The Day the Most Amazing Dunhuang Library Was Discovered

The Day the Most Amazing Dunhuang Library Was Discovered June 25, 2019

Diamond Sutra Frontispiece

 

 

 

It was on this day, the 25th of June in 1900 that the Daoist monk Wang Yuanlu, while trying to salvage ancient religious artwork in one of the ruined Caves of the Thousand Buddhas near Dunhuang, stumbled upon a long hidden door.

He opened it, and that door opened into another cave now known as the renowned “Library Cave.” In that Library Cave he found a gigantic archive of documents. The archeologist Aurel Stein who was the first European to see the collection in 1906, described what he saw.

Heaped up in layers, but without any order, there appeared in the dim light of the priest’s little lamp a solid mass of manuscript bundles rising to a height of nearly ten feet, and filling, as subsequent measurement showed, close on 500 cubic feet. The area left clear within the room was just sufficient for two people to stand in.

There were 1,100 bundles of scrolls and over 15,000 books in the collection, dating from the fifth to early eleventh centuries of our common era. While they primarily touched on Buddhism, the collection also contained documents relevant to Daoism, Confucianism, Nestorian Christianity, Judaism, Manichaean, and even non-religious areas including astronomy, geography, and music.

Of particular popular appeal is the oldest printed book in the world. It’s a copy of the Buddhist Diamond Sutra.

It is near impossible to emphasize the importance of this collection, joining and arguably surpassing the importance of other early twentieth century discoveries such as the Dead Sea Scrolls and the Nag Hammadi Library. The sheer size of the collection, some 60,000 manuscripts, printed documents, and fragments makes it a constantly unfolding revelation for scholars.

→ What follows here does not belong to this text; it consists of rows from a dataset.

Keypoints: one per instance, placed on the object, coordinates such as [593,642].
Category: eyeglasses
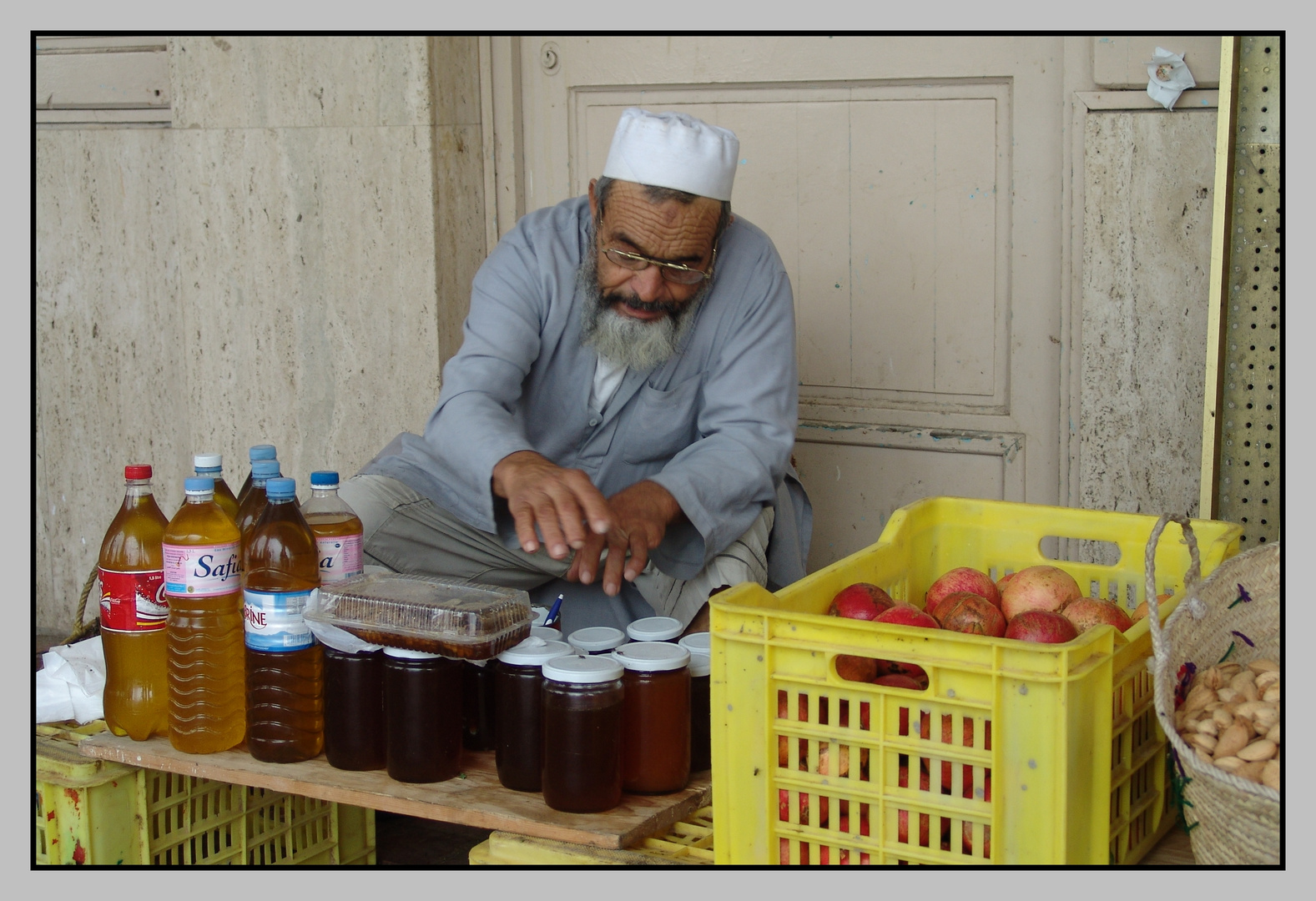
[674,273]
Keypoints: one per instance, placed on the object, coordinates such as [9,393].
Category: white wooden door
[912,186]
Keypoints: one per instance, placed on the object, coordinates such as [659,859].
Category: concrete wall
[1147,259]
[267,270]
[290,264]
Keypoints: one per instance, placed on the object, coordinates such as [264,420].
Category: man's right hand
[558,501]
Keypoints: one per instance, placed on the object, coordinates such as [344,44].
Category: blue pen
[553,613]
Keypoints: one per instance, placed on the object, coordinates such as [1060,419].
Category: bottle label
[273,621]
[202,570]
[134,602]
[340,556]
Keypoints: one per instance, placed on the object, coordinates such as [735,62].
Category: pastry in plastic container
[424,613]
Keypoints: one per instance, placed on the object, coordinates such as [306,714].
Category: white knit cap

Eventually under the direction of Luo Zhenyu, the bulk of the documents were moved to Beijing where today they’re housed at the National Library. However, not before a large number of documents were acquired by various Western scholars, most notably Aurel Stein and Paul Pelliot. Some of these near random selections have passed into private hands, but the majority found homes at the British Library and the Bibliotheque national de France.

Most important for contemporary scholarship an international project to digitize the documents scattered in libraries in both East and West has been begun by the International Dunhuang Project.